To work toward that goal, Bordé, clinical instructor and supervising attorney for the Wisconsin Innocence Project, launched the Wisconsin Latino Exoneration Program. Housed at the University of Wisconsin Law School, the program provides legal assistance to Latino inmates in the state who have been wrongfully convicted and whose innocence can be shown by conducting DNA testing of the evidence.
Bordé, New York-born but primarily raised in her parents’ native Colombia, has a lengthy legal resume. After graduating from Harvard Law School, she worked as a staff attorney for the Ninth Circuit Court of Appeals in San Francisco. She then joined the Habeas Corpus Resource Center, where she worked for more than a decade helping provide California Death Row inmates legal representation.
“What is the right thing to do? That matters to me and it’s inherently interesting,” Bordé says of her motivations—and her findings.
As she perused statistics on the National Registry of Exonerations, a live compilation by several universities, she noticed that the number of white and African-American inmates exonerated from wrongful convictions matched or exceeded the percentage of those groups in prison. But Latinos accounted for only 12 percent of exonerees despite making up 22 percent of the imprisoned population.

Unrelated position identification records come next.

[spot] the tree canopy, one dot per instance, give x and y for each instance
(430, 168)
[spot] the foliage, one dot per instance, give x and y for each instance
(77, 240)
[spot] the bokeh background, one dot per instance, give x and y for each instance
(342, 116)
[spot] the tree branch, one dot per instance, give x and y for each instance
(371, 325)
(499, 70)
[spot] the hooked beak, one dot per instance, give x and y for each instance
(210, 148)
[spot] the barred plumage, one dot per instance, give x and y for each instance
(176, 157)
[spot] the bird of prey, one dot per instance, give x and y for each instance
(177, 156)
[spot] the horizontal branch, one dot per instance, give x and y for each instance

“There must be a dearth of people providing the representation that’s needed,” Bordé thought at the time. That prompted her to seek a two-year, $633,000 federal Department of Justice grant to launch the Latino Exoneration Program. She’s seeking more funding in 2018.

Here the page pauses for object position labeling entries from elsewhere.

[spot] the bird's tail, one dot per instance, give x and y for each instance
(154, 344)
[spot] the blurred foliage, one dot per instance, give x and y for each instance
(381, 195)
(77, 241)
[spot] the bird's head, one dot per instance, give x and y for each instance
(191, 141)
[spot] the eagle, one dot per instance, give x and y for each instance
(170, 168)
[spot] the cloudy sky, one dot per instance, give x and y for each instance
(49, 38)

Due to her experience working to represent California Death Row inmates, and importantly, her fluent bilingual skills, Latina heritage and cultural competence, Bordé is highly qualified to handle or direct others to work on Latinos’ exoneration cases.
Cultural competence in legal representation is important because an accused’s national origin, native language, personal background, and the subtle cultural references and word choices they exhibit in all phases of their criminal case may spell the difference between understanding and misunderstanding—and verdicts of innocence or guilt.
“They’ve been through the system with all these people who often haven’t understood them,” Bordé says.
For example, court reporters, who may only speak English, are transcribing an interpreter’s translation into English. That in itself may miss some subtle nuances of the language, like colloquialisms.
“There’s a number of well-studied wrongful convictions—perjury, false confessions, false evidence—in all cases that are likely to also be present in the cases with Latinos. And then there’s additional factors like interpretation [and] immigration problems that could lead them to be more at risk. And yet, they’re under-represented.”
The program’s attorneys and law students have identified a handful of Latinos’ cases to pursue from among the roughly 100 applications they received. Exoneration cases can take many years, Bordé says, so there’s no predicting when the program’s first case will be complete.
Wisconsin Innocence Project Supervising Attorney Maria de Arteaga has faith in Bordé’s dedication to follow through with work that ultimately hopes to bring reform to the criminal justice system and prevent wrongful convictions in the future.
“Cristina is a fearless advocate for her clients,” de Arteaga says. “Post-conviction defense work can feel like an uphill battle sometimes. Nonetheless, Cristina’s persistence and dedication to the cause is unwavering and inspiring.”